Scoble cries over a telescope? - therubberduckie
http://scobleizer.com/2008/02/27/what-made-me-cry-microsofts-world-wide-telescope/
Robert Scoble announced the other week that he saw something at microsoft that made him cry.  Today was the first time he was able to publicly talk about it.
======
noonespecial
I like how the "official website" is just a bunch of typical microsoft hype
where there is ZERO product demonstration, one weak "planet to our cool logo"
video that plays over and over and a bunch of people talking about how cool
its all going to be. Then theres a vague "release date". Spring or
something...

Maybe it is tear jerking worthy tech but I've seen this pattern before from
MS. The first time I heard about google maps I was _using_ it.

------
eusman
"He clicked a button and we saw a completely different view of the same
colliding galaxies."

Although I haven't seen what Microsoft did, I can understand his reaction. I
reacted in a similar way when I've been at Futuroscope (it's in
France).(<http://www.futuroscope.com/eng/attraction-cosmos.php>)

The screen is a huge shpere taking you through a journey in cosmos. It's
really really breathtaking.

Imagine experiencing what Microsoft did with a set of VR glasses and
especially if what they did was in true 3D.

Watch the video, maybe it could set you in the mood to understand

[http://www.futuroscope.com/eng/video.php?video=destination_c...](http://www.futuroscope.com/eng/video.php?video=destination_cosmos)

------
TheTarquin
If I could propose a new Microsoft motto: "It's gonna be awesome, trust us."

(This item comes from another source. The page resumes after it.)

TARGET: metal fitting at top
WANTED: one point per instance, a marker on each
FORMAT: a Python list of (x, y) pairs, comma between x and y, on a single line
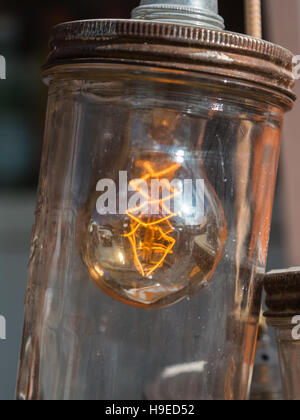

I normally hate to make reductionist analogies, but my product sense is
tingling and I'm thinking this might be to Google Sky what the Zune was to
iPod. Microsoft sees something they wish that they'd thought of, and they're
coming to market late.

Maybe this time, though, they won't bring a Zune to an iPod fight. Here's
hoping, since it sounds like it's got the POTENTIAL to be a cool product.

------
alaskamiller
I can see why he cried, every now and then I catch a new feature on Google
Maps and go "whoa."

------
kirubakaran
He cried on seeing a Google Sky rip off?